Hume argues that any explanation that is natural would be preferable to a supernatural explanation, if reasonable or evidential. That is, if you can explain something through natural explanations, you must do that before prescribing a supernatural cause.

Let’s say you’re moseying along the beach, glancing at shells and seaweed, and the sunset. Your mind wanders, and you recall you need to buy a new cutting board. Then, from the surf, a cutting board washed onto the shore. Remarkable! …Miracle?

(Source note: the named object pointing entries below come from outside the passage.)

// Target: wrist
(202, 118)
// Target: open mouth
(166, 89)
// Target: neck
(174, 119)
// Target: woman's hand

Well, Hume would say, can we come up with a non-supernatural explanation? And, yes, as it happens, we can. A cutting board, being wooden, could easily have floated from another, non-miraculous source to the beach. We can easily picture a yacht, cutting limes for tequila shots, and the board falling over the ship’s side, into the waves. The fact that you happened to be thinking about a cutting board when one showed up is remarkable, and a heck of a coincidence, but, let’s get real: coincidences do happen.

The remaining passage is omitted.